I have a Clevo laptop with a PM 2ghz, Ge7800GTX and 2gb RAM

I'm playing wow on high gfx settings, and get a constant 60fps. However, at random intervals I get occasional 1-2min periods of sudden fps drop.. i'm talking 8-12fps. Obviously this is very annoying. I have tried to find out what might cause this problem but didnt manage.

I have turned on my laptop fans full on.
I have turned off my AV in case its running some scans.

ANy idea what I can monitor to try find out whats happening in those mins where it slows down immensely? Thanks all


----------



## ndroo882 (Feb 12, 2007)

Ok it seems i found something..

I rand RivaTuner and MobMeter..

CPU temp is constant 57-60.. on RivaTuner tho it shows that the GPU is at 71 when I start playing.. fps are good.. it starts rising slowly and when it hits 88, my fps slow down dramatically.. the GPU starts cooling down slowly till about 73-74 and then my FPS go back to normal, and the GPU starts heating up again.. and the cycle goes on

so.. is it a question of overheating?

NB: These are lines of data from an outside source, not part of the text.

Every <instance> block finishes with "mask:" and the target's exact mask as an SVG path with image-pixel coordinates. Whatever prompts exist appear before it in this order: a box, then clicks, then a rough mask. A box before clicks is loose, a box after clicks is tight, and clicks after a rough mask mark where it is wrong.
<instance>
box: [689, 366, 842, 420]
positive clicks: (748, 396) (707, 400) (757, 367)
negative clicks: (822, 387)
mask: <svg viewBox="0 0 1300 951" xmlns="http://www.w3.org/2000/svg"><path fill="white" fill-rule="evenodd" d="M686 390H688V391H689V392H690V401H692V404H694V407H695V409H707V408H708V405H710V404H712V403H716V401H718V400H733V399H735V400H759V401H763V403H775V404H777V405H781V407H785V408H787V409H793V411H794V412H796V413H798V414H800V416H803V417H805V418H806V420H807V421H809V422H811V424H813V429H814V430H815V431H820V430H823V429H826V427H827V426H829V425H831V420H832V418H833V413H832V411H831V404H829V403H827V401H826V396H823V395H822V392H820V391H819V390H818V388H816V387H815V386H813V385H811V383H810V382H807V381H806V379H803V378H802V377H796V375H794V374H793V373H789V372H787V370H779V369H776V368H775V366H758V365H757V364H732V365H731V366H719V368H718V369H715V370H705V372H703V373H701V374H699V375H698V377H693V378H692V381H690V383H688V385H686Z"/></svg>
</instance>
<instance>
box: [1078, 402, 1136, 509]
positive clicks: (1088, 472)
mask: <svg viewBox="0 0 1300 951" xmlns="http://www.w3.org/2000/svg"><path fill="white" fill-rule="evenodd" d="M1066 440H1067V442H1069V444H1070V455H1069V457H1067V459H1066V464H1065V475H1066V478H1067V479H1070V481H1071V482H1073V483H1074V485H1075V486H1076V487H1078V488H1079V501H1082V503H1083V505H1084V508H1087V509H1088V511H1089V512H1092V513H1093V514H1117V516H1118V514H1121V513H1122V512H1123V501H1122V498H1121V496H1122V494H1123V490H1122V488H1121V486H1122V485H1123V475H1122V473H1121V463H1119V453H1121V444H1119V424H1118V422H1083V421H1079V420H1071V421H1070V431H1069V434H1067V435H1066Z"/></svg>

Can i do anything about it?


----------



## Super-D-38 (Apr 25, 2002)

Laptops are hard to keep cool.. Just really cramped.

My PC runs a lil hot with WoW too, I'm finding.. and I have 6 large fans.
Not sure there is much to do, maybe lower settings.. ??


----------



## MahaGamer (Jul 29, 2005)

build a platform for the laptop to sit on, to create more airflow under the case.


----------